How to make content management an asset for sustainability

State-of-the-art information management usually relies upon Enterprise Content Management (ECM), i.e., managing a company’s documents and the information related to them. The question is: How can a company become more sustainable by improving the way they are using and managing their documentation?

Reflecting the challenges outlined above, the benefits of an ECM system for a company from the sustainability viewpoint can be summarized by the following three points:

  1. A common system for accessing documents and supporting digitized processes.  This approach enables effective collaboration on the documents, typically involving review & approval processes, even when working remotely. Thus, an ECM system can act as an important enabler for remote work, avoiding travel to meet clients and partners whilst enhancing customer service.
  2. Avoiding document copies.  Document version management in ECM systems and the ability to use document links instead of email attachments, reduce storage requirements, thus saving energy required for maintaining multiple document repositories. In practice, this means that the companies can reduce the amount of network drives & other repositories by utilizing modern ECM systems.
  3. Cloud environments enable computing resources to be securely shared. A cloud-based solution is a collaborative resource distributed among many users / clients, thus using processing power much more efficiently than systems relying on the processors in each users’ PCs or company servers. In this manner, using cloud-based ECM solutions can drastically reduce the overall computing power needed for document management.

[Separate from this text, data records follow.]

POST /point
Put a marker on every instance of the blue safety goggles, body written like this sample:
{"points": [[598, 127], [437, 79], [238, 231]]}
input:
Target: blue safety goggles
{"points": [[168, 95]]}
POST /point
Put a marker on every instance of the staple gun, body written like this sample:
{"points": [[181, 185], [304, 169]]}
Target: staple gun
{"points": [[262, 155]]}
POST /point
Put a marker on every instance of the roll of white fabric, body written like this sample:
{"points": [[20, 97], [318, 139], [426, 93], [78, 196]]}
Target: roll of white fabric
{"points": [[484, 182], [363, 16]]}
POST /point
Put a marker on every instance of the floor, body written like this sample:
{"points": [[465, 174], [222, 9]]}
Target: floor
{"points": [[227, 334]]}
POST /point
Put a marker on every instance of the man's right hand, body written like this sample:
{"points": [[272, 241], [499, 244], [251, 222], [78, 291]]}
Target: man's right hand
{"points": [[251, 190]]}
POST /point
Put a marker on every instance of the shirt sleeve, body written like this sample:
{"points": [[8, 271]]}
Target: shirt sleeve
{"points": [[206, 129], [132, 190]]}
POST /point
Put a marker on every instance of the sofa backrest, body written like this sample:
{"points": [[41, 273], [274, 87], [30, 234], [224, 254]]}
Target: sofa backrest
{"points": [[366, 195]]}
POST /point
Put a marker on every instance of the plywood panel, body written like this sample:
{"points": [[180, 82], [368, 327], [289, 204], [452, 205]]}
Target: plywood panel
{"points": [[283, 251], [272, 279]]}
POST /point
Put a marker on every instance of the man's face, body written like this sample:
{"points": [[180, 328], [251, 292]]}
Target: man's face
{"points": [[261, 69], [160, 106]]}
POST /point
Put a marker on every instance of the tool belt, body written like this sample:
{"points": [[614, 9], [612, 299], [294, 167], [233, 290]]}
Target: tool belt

Improving a company’s sustainability can be seen as a ripple effect: changes that by themselves seem small but combined together make a real difference. Applying modern ECM technology to enable intelligent information management is an important part of striving towards more environmentally healthy way of working.

Jaakko Sundquist is an Information Management Specialist with over 20 years of IT industry experience helping major corporations address digital transformation and optimization.